ECC is technology that allows computers to correct memory errors. The most popular type of ECC used in memory modules is single-bit error correction. This enables the detection and correction of single-bit errors (within a byte, or 8bits of data). It will also detect two-bit and some multiple bit errors, but is unable to correct them.
Take the most common single bit error correction for example. For each byte of data sent across the memory bus, a check-bit is generated by calculating that byte of data using an Exclusive OR algorithm. This check-bit will be stored in a separate memory chip. That is why memory modules with ECC capabilities have nine memory chips on each side, rather than the eight chips per side often seen with non-ECC memory modules.
The system will use the check-bit to check if the data is correct, and correct the single-bit error if there is one. The check-bit will be transferred together with the original byte of data. Therefore, the ECC memory bus is 72-bit wide as opposed to the 64-bit non-ECC memory. Remember only 64 bits out of the 72 bits of data are counted for bandwidth and application usage, the other 8 bits are all check-bits, so the effective bandwidth of ECC and non-ECC memory is identical.
“Do I Need to Get ECC Memory?”
To answer the question above, we have to figure out where memory errors come from first. There are two major causes of the so-called “soft” errors:
- Naturally occurring radioactive isotopes (which emit alpha particles)
- High energy cosmic rays from supernovas
Both of these events can change the value of data stored in a memory chip. These errors are called “soft” errors because they can be repaired by correcting the value of the memory bit, which is exactly what ECC does.
Chances for a single-bit soft error occurring are about once per 1GB of memory per month of uninterrupted operation. Since most desktop computers do not run 24 hours a day, the chances are not actually that high. For example, if your computer (with 1GB of memory) runs 4 hours a day, the chances of a single-bit soft error happening (when your system is running) is about once every six months. Even should an error occur, it won’t be a big issue for most users as the error bit may not even be accessed at that time. Should the system access the error bit, this little error won’t result in a disaster either – the system may crash, but a restart of the system will fix that. That’s why ECC memory is not a necessity for most home users.
Things are very different when it comes to workstations and servers. To begin with, these systems often utilize multi-gigabytes of memory, and they usually run 24/7 as well. Both of these factors result in increased probability of a soft error. More importantly, an unnoticed error is not tolerable in a mission-critical workstation or server – a system crash is only the smallest of worries. What really matters is the erroneous data itself – you can imagine the issues that can arise as a result of a soft error in bank systems or a flight control computer system. Therefore, ECC memory is definitely required for mission critical applications.
Finally, if you do need ECC memory, you’ll have to buy a motherboard that supports ECC memory modules in addition to the ECC memory modules themselves. Without motherboard support (or memory controller support, to be more accurate), the ECC memory module is effectively the same as non-ECC memory.

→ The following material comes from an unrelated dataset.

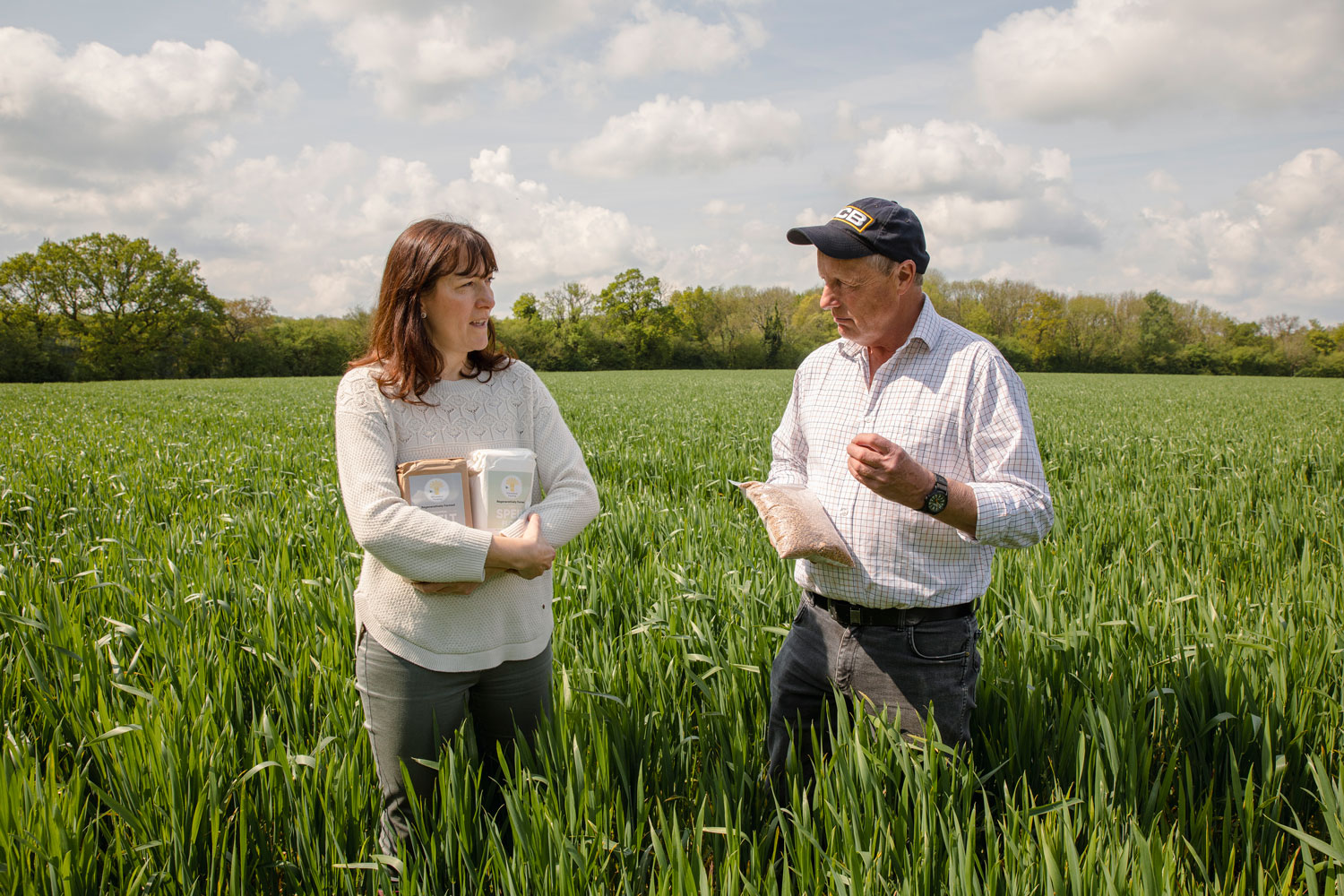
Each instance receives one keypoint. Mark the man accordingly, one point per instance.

What’s the Difference between Registered Memory and Unbuffered Memory?
The difference between registered memory and unbuffered memory is whether there are registers on the memory module. Registers are logic components rather than memory. What registers do is buffer the address and command signals going on to the memory module. The memory controller directly addresses each memory chip on all modules in the system directly in unbuffered memory. In registered memory, the memory controller only sees the register, for which there is one per physical bank of memory.
Almost all system memory in today’s PCs is unbuffered memory. With increasing system memory, the stability and performance deterioration of memory is inevitable – as mentioned above, the memory controller has to address each memory chip on all modules directly, which results in high electrical loads. To solve this problem, higher density systems use registered memory instead. Registered memory modules contain registers as a buffer to temporarily hold data (address and command data only) for one clock cycle before it is transferred. This increases the reliability of high-speed data access to high density memory but sacrifices some performance since there is one additional clock cycle between the Chip Select and the Bank Activate command.
Supplemental Information: Why is “Unbuffered” the Counterpart of “Registered”?
Buffers are known as “asynchronous” components, which is to say signals on the input pins appear directly on the output pins. On the contrary, registers are known as “synchronous” components: New signals on the input pins do not show up immediately on the output pins. Instead, they wait for the next tick of the system clock. There were “buffered” memory modules at the time of the old EDO and Fast Page Mode modules, which were both asynchronous DRAMs.
Who Needs Registered Memory?
For a home user, registered memory may not be useful at all – in fact, there is a little performance drop with registered memory. Those who need to utilize more than 4GB of memory in a system, registered memory should be an absolute consideration. Of course, you’ll have to choose a motherboard that supports registered memory modules as a simple requirement. Also, registered memory is required by some server and workstation motherboards – you don’t really have other choices in this case.